Patent records from different countries vary significantly. Countries have their own numbering systems, status codes and classifications. Some provide only metadata but others include the full text of the patent. Some patents include PDF renditions and images of patent illustrations.
Patents have been around for a long time (the first was released in the United States in 1790), so their format and available metadata has evolved. Classification codes are constantly being revised and individual patents may (or may not) be updated to reflect these changes. New patents are issued daily, as are changes to existing patents and metadata (classification changes, changes in ownership etc.). These must be processed in a timely manner to keep the search experience relevant to the user community.
In such a challenging environment, with such a large database of documents, a well defined and controlled methodology is needed to bring order and reliability to the process. DPMS enables the majority of the documents to be ingested in an automated way, but documents not meeting a minimum quality standard are quarantined for later reprocessing. This approach enables the database to be iteratively refined in a predictable fashion to achieve the highest quality of search results.
Tests comparing this search-based application with competitive patent research products show that it provides significantly improved user satisfaction.
Example Use Case: TV Listings
Creating a searchable database of television listings involves merging data from a wide variety of sources, including standard listings from the “TV Guide”, IMDB movie listings, social network ratings, video on demand listings and others. This fusion process is complicated by the need to group listings; for example, grouping all showings of the same episode, all episodes of the same TV series, or all movies from the same franchise, so they can be browsed together and searched as required, as a single item.
DPMS is uniquely qualified to handle these data merging and enrichment tasks. Records can be grouped according to relevancy ranked matches using standard search engine techniques. Media can be rated using a combination of social ratings and other factors such as box office receipts and Neilson metrics. These ratings can be incorporated into search results to provide users with the highest rated media for any type of search, be it a person search, a program search, or a genre search.

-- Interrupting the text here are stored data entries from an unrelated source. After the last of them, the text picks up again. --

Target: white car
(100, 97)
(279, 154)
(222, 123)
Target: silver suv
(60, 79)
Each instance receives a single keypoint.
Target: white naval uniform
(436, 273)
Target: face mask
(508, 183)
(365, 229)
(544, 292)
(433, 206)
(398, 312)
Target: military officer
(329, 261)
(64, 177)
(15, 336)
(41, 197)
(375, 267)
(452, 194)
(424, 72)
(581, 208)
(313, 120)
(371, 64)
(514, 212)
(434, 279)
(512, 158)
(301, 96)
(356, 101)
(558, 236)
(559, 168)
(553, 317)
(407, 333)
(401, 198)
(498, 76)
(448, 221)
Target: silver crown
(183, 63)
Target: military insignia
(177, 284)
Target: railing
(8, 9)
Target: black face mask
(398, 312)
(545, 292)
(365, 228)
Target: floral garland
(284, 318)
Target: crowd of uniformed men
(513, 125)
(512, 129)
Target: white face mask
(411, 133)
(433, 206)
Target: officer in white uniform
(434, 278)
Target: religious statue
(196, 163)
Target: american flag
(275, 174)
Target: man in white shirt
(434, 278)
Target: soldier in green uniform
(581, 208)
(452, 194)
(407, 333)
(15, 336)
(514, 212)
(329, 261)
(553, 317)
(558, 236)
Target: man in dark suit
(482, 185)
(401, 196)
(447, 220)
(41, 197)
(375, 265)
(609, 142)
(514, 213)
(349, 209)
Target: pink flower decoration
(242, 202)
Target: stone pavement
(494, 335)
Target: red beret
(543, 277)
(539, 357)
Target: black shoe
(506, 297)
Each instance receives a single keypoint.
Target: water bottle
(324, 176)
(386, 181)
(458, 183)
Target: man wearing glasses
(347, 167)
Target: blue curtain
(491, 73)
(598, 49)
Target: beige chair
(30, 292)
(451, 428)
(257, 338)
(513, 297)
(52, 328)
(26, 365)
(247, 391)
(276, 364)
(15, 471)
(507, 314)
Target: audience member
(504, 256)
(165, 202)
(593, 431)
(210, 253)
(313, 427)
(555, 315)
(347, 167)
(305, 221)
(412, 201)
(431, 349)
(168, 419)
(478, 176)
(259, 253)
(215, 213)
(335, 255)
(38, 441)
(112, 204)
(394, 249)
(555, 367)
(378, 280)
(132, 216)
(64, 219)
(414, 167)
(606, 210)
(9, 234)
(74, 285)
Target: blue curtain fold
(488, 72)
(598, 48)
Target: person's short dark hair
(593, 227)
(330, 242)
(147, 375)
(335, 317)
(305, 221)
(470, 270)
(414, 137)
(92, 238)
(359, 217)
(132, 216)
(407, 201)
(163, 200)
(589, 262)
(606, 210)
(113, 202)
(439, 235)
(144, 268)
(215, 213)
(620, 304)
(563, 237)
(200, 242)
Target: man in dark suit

Finally, this search application is primarily used by consumers pressing buttons on their TV remote control devices. So millisecond response times are an important part of the end-user experience.
Example Use Case: Government Laws
Many governments, at all levels, have what is known as "The Code" – a written description of all of the laws which govern the jurisdiction. Although this can be considered to be a single "document", it is usually published as many volumes, each of which may contain numerous titles, sub-titles, chapters, sub-chapters, parts, sub-parts, sections, and sub-sections.
Clearly, searching entire volumes as single logical entities will produce poor results, since each volume may be thousands of pages long and cover a wide variety of topics. Furthermore, the nested structure of large documents can be enormously complex and is typically hierarchical. Visibility into this structure is important to the user community. Finally, since these documents are created over long periods of time (hundreds of years in the case of the United States Government) and by multiple agencies within the Government, formats can vary dramatically.
With DPMS, highly productive searching over such collections can be accomplished through a well defined and predictable process. Volumes are split as necessary into smaller sections for better searching. The hierarchy of the document is preserved along with metadata at every level. Everything is entered into the search engine which can then serve up individual laws or sections as easily as entire chapters, sub-chapters, titles, etc.
Such a flexible environment provides great search productivity across the user spectrum, from casual browsers to professional researchers.